- Born: Susanna Isabella Dalton
- Died: 25 January 1829
- Spouse: Sir James Charles Dalbiac
- Children: Susanna Innes-Ker, Duchess of Roxburghe
- Parent(s): Lt. Col. John Dalton Susanna Prescott

= Susanna Dalbiac =

Susanna Dalbiac (née Dalton; d. 25 January 1829) was a British woman, who participated in the Peninsular War alongside her husband.

==Early life and family==
Susanna Isabella Dalton was one of nine children born to Lieutenant-Colonel John Dalton of Sleningford, Yorkshire. Her mother was Susanna Prescott, a daughter of General Robert Prescott. The family saw many of its members undertake military service; besides her father, all five of her brothers would attain rank in the British Army or Royal Navy.

==Marriage==
In 1805, she married James Charles Dalbiac (1776–1847), then a major serving with the 4th Light Dragoons. They had one daughter.

Her husband's regiment took part in the Peninsular War (1807–1814), joining the conflict in Portugal in April 1809. In 1811 and 1812, James Dalbiac, by now a lieutenant-colonel, took command of the 4th Light Dragoons during several attacks in the absence of his superior officer Lord Edward Somerset. Susanna Dalbiac had accompanied her husband when he left for the Peninsular War, and was with him during the Battle of Salamanca on 22 July 1812, where the two participated in a cavalry charge. The Irish historian William Francis Patrick Napier described Dalbiac in the battle:"An English lady of a gentle disposition, and possessing a very delicate frame, had braved the dangers and endured the privations of two campaigns … In this battle, forgetful of everything but the strong affection which had so long supported her, she rode deep amidst the enemy's fire, trembling, yet irresistibly impelled forwards by feelings more imperious than terror, more piercing than the fear of death."
After the battle, Dalbiac searched among the wounded for her husband. Dalbiac's involvement in the battle was reported in such contemporary publications as The Strand Magazine. Salamanca was James Dalbiac's final stretch of active service; he returned to England, where after several advancements, he was promoted to major-general on 27 May 1825 and knighted by King William IV in 1831. In 1814, he acquired Moulton Hall in North Yorkshire from Sir Ralph Milbanke, who sold the property to provide a dowry for his daughter's marriage to Lord Byron.

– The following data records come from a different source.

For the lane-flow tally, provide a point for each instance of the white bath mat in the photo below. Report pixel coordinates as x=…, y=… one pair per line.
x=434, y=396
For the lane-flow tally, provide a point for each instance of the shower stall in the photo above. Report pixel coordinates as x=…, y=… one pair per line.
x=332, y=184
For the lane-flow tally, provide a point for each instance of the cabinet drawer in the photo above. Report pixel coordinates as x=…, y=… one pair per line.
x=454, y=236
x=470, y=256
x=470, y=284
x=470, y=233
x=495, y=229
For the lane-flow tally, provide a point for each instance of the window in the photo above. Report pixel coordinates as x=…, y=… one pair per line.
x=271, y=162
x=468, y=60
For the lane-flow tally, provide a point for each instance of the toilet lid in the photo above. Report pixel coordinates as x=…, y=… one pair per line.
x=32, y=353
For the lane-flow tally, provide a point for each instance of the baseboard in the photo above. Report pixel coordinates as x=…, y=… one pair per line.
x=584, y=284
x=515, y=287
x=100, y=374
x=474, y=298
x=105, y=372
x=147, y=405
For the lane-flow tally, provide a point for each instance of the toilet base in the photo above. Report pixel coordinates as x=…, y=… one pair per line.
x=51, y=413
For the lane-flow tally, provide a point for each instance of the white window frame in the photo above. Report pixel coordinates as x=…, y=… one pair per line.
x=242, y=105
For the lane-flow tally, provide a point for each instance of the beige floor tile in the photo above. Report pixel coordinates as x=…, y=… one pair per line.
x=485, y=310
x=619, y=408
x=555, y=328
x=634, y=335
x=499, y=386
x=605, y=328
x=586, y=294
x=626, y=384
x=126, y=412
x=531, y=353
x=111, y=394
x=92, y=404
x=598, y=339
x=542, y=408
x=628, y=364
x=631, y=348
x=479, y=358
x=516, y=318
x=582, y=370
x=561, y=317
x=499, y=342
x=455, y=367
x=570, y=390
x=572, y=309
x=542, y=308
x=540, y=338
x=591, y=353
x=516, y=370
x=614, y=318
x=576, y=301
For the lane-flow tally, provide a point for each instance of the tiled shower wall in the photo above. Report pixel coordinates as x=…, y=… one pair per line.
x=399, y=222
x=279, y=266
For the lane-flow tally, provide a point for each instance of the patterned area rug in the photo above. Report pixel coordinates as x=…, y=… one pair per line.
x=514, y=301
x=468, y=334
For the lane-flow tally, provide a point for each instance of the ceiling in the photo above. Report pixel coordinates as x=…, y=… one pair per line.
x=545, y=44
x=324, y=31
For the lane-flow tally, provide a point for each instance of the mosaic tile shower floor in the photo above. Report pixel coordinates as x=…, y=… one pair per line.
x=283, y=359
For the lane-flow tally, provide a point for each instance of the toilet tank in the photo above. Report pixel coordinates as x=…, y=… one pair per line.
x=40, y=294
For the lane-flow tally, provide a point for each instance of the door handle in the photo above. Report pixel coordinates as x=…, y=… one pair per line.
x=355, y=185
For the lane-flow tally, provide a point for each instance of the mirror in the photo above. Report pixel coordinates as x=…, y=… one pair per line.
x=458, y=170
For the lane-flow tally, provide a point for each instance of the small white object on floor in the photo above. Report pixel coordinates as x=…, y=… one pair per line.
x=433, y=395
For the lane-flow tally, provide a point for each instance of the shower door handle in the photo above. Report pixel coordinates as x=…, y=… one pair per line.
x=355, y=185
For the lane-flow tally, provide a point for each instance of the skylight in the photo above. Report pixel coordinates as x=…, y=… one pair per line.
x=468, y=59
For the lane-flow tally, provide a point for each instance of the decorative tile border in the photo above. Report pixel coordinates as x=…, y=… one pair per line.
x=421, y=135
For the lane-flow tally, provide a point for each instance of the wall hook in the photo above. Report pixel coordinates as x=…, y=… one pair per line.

Susanna Dalbiac died on 25 January 1829 at the age of forty-five, and was buried at St. Michael's Church in Kirklington, North Yorkshire. A nearby memorial tablet mentions her participation in the Battle of Salamanca as well as her role as a wife and mother. In 1836, their only child married James Innes-Ker, 6th Duke of Roxburghe. Her widowed husband died in London on 8 December 1847.